COA tells GSIS to go after 21 firms owing P2.11 billion
The Government Service Insurance System (GSIS) should go after private companies whose loans amounting to more than P2 billion remain unpaid, with accumulated interest reaching more than P800 million, according to the Commission on Audit (COA).
In a 140-page report, state auditors noted that the loans granted by the GSIS to 21 delinquent private companies have remained uncollected for 24 to 53 years.
According to the COA, this was due to the “absence of concrete action plan” of the GSIS to recover the unpaid loans amounting to P2.11 billion, with accrued interest worth P823.15 million.
“[This] resulted in the opportunity loss to reinvest and yield incremental income, wastage of government funds, as well as the possibility that these private loans would remain recorded as fully impaired in the books of accounts over an indefinite period of time,” the COA said in its report dated June 6.
State auditors did not name the 21 delinquent borrowers, but provided information on each company.
The biggest, identified only as “Company 1,” had a loan amounting to P600 million that remains unpaid for the past 25 years.
Failure to foreclose
The COA report stated that “Company 1” was a property developer whose loan security included water theme parks, condominium units, and houses and lots in a residential subdivision.
Citing the GSIS records, state auditors found that the borrower was “in default” in paying the loan, prompting the state pension fund to foreclose some of its properties in 2003.
These included Water Fun in Muntinlupa City and Quezon City; 102 units in St. John Condominium in Quezon City; 366 lots in Mary Homes Subdivision in Cavite, and the rights to 240 units in Metro Homes in Manila.
The GSIS records showed that the loan for this borrower was approved on Dec. 10, 1997, and was payable for five years at an interest rate of 18 percent a year.
Another big borrower flagged by the COA and identified only as “Company 3” obtained a P353.99-million loan from the GSIS on Aug. 26, 1994, payable over seven years at an interest rate of 16 percent annually.
“Records disclosed that no payment was made by the borrower on the loan secured by properties with aggregate loanable value of P400.898 million at the time of loan granting,” the COA report noted.
Auditors also noted that the GSIS did not foreclose the properties assigned by the borrower as collateral for the loan despite the firm’s failure to pay.
Among those listed as collateral of “Company 3” were Adelina Complex 3, Phases 4, 5, and 6 in Biñan, Laguna; Adelina Complex Extension in Trece Martires, Cavite, and properties in Xavierville Avenue in Quezon City and in Pacita Complex I in San Pedro, Laguna.
One of the 21 companies listed by the COA was the state-owned Philippine Ports Authority (PPA), but auditors pointed out that this was not a loan contract but an agreement wherein the GSIS would fund the proposed development and construction of the Manila International Port/International Cargo Terminal.

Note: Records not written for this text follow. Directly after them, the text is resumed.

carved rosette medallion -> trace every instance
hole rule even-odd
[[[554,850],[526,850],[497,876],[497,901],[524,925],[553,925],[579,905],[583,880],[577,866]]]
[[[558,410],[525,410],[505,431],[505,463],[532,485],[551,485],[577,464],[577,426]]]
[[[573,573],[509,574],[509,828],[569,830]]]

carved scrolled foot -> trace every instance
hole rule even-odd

The GSIS was to set aside an amount not exceeding P85 million to be used for the reclamation, land development, and construction of buildings, according to the COA.
It was not mentioned when the agreement was made, but state auditors said the outstanding balance by the PPA has been unpaid for the past 46 years.
Under Presidential Decree No. 1284, the responsibility of developing and further enhancement of the International Cargo Terminal had been transferred to the PPA, but prior to the transfer, the COA said the GSIS was able to extend P2 million to finance the Manila International Ports Terminal Inc. (Mipti) project.
The same decree required the PPA to reimburse the GSIS the “actual reasonable expenses” determined by a committee composed of representatives from the COA, PPA and Mipti.
Based on the committee’s findings, the “actual and reasonable expenses” incurred by Mipti were only P1.38 million, leaving an unaccounted balance of loan worth P619,000.
“When GSIS sent a collection letter to PPA for the collection of the said amount in CY 2000, PPA refused to pay the amount, contending that they have already paid the amount as evidenced by two official receipts issued by GSIS in CY 1978,” the COA said, adding that the P1.38 million “remained in the books of GSIS as part of the loan accounted” as of Dec. 31, 2022.
“It is worth mentioning that GSIS considered the amount as loan and computed interest and surcharges,” it added.
State auditors reiterated its recommendation in the previous years, such as the creation of a task force, committee or team that would focus on the recovery of outstanding private loans with interests and surcharges.
It also told the GSIS to update the total loan balances of the accounts and formulate a concrete action plan for the recovery of the loans.
The GSIS was also told to file criminal or civil cases that need to be pressed against some of the 21 companies and for the agency to “identify and resolve” factors that caused the delays in reaching final settlement agreements and negotiations with the borrowers.